A5985-A / S4401-A, which was sponsored by Assemblymember Linda Rosenthal (D/WF - Manhattan) and Senator Lea Webb (D-Broome County), will require the New York State Education Department (SED), in consultation with the New York State Department of Health (NYSDOH), to share with physicians in the state an online resource library with information about the availability of continuing medical education (CME) coursework and training in nutrition, including resources regarding racial disparities in outcomes for diet-related diseases.
Heart disease—strongly linked to diets high in saturated fat and cholesterol—is the leading cause of death in New York. Diabetes is also of particular concern for New Yorkers. The NYSDOH estimated in November 2022 that 1.58 million adults in New York State have been diagnosed with diabetes (10.3%), nearly doubling the incidence of diabetes in the state since 2000 (6.3%).
Despite alarming trends in diet-related diseases, 75% of medical school curricula do not include the minimum number of hours in nutrition coursework recommended by the National Research Council. However, a poll of New York State physicians found that 90% of respondents think nutritional guidance should be a routine part of patient visits and 82% would discuss nutrition if they had more training. The new law will close this gap and help ensure physicians in New York have access to up-to-date information about available continuing medical education coursework in nutrition.
“Diet-related diseases contribute to more than one million deaths each year in the United States, yet physicians are not required to take any continuing education on proper nutrition,” said Assemblymember Linda B. Rosenthal (D/WF - Manhattan), Chair of the Assembly Committee on Housing. “With the signing of this law, more physicians will be made aware of the wealth of available information and will be empowered to have conversations with their patients about nutrition and the impact of a proper diet. All patients should feel confident that their healthcare provider has access to the latest nutritional information, including plant-based, and this law will help to achieve that goal in New York State.”

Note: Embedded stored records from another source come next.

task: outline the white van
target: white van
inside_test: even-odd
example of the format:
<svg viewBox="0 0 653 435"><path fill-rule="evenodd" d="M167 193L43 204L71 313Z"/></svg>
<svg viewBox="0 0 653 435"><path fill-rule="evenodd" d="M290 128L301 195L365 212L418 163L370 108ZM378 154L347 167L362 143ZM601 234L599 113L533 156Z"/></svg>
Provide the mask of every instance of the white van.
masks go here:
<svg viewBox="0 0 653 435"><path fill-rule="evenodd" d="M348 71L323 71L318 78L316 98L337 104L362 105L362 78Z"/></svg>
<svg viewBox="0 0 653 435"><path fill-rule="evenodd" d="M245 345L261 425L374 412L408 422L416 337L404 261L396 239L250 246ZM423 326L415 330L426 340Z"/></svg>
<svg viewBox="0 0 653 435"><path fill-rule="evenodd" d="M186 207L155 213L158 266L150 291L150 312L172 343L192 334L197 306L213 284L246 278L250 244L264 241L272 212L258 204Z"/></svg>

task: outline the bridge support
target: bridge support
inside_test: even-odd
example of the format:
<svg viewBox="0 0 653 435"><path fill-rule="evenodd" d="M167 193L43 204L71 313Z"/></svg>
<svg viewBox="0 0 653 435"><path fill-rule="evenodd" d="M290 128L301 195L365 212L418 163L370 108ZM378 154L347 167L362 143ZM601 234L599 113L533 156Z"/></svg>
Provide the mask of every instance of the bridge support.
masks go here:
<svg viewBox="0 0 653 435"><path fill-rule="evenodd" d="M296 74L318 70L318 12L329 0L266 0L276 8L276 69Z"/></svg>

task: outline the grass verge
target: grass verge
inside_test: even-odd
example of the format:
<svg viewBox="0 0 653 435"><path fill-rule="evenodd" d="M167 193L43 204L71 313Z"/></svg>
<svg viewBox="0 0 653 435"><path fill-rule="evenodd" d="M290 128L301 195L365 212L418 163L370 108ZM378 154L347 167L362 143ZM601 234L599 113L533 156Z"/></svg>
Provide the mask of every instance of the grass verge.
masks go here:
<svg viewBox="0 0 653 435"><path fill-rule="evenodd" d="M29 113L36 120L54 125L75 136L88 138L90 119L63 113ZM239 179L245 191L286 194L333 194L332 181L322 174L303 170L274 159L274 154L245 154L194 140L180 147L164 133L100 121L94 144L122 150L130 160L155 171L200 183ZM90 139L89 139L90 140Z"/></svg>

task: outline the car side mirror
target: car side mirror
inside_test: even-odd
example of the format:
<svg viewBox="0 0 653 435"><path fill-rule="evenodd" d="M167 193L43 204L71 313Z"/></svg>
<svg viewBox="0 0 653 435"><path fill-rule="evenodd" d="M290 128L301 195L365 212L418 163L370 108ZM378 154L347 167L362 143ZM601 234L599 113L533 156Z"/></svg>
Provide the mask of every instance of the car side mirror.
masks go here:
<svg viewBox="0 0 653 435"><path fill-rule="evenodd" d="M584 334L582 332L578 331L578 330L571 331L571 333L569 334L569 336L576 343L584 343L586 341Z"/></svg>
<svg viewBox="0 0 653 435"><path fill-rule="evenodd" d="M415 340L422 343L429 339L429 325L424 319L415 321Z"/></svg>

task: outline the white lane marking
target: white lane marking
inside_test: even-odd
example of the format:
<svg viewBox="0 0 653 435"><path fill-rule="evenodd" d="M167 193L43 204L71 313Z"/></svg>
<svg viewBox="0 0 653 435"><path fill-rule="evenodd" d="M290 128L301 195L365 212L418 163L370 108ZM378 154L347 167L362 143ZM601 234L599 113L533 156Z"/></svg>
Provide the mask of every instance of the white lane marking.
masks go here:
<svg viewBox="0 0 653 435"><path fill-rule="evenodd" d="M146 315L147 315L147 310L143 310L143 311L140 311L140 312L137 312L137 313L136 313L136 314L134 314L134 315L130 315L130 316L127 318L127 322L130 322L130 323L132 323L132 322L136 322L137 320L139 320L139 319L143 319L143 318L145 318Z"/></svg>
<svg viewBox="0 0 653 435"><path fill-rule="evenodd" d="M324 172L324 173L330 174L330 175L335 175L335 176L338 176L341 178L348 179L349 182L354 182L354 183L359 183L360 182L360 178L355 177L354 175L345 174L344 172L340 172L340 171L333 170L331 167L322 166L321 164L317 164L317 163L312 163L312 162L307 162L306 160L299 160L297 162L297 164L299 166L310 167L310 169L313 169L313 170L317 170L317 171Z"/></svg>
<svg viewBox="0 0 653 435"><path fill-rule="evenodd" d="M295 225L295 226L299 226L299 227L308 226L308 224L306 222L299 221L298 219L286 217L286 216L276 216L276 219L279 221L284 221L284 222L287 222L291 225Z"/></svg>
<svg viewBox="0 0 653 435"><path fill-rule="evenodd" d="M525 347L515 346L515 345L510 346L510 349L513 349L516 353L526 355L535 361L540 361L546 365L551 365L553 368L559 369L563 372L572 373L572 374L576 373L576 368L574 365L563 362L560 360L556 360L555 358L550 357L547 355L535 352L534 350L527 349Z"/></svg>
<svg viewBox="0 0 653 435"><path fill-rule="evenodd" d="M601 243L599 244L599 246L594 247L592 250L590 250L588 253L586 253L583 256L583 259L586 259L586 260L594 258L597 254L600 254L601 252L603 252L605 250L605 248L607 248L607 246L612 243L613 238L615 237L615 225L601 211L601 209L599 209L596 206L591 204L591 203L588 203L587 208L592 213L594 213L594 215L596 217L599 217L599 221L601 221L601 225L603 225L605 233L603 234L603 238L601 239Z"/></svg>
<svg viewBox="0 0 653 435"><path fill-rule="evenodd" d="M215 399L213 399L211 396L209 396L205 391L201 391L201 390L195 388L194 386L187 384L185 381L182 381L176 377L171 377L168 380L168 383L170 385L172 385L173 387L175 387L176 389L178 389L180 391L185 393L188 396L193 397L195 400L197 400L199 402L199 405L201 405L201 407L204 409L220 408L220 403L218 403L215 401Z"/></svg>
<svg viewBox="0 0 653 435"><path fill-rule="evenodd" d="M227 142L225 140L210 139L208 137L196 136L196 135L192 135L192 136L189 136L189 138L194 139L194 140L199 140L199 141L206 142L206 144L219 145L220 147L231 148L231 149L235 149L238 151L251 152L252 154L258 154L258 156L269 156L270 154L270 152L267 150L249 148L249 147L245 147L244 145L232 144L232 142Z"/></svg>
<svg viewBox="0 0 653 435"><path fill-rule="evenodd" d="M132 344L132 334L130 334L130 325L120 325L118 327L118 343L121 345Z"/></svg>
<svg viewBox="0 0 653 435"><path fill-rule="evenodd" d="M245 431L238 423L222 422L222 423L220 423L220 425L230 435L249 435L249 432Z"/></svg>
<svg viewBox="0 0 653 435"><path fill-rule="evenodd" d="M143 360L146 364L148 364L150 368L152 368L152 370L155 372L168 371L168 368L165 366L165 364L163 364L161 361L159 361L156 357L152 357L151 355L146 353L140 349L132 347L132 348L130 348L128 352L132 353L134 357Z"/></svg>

“Improving health outcomes through nutrition education is important. Heart disease, which kills more New Yorkers each year, can often be treated with dietary interventions,” said bill sponsor Senator Lea Webb. “This legislation will help lower the risk of heart disease and other comorbidities by empowering folks with education about the dangers of diets filled with sugar, salt, and saturated fats. I thank Assemblywoman Rosenthal for championing this bill and Governor Hochul for signing it into law.”
“As a physician specializing in obesity medicine, I’ve seen firsthand how better nutrition can help patients reach a healthy weight and fight heart disease, type 2 diabetes, and other life-threatening conditions associated with obesity,” said Dr. Jamie Kane, a Physicians Committee member practicing in New York. “Thanks to Assemblymember Rosenthal, Senator Webb, and Governor Hochul for ensuring that all New York physicians will now know about opportunities they can take to learn about the vital role nutrition plays in keeping patients healthy.”
Founded in 1985, the Physicians Committee for Responsible Medicine is a nonprofit organization that promotes preventive medicine, conducts clinical research, and encourages higher standards for ethics and effectiveness in education and research.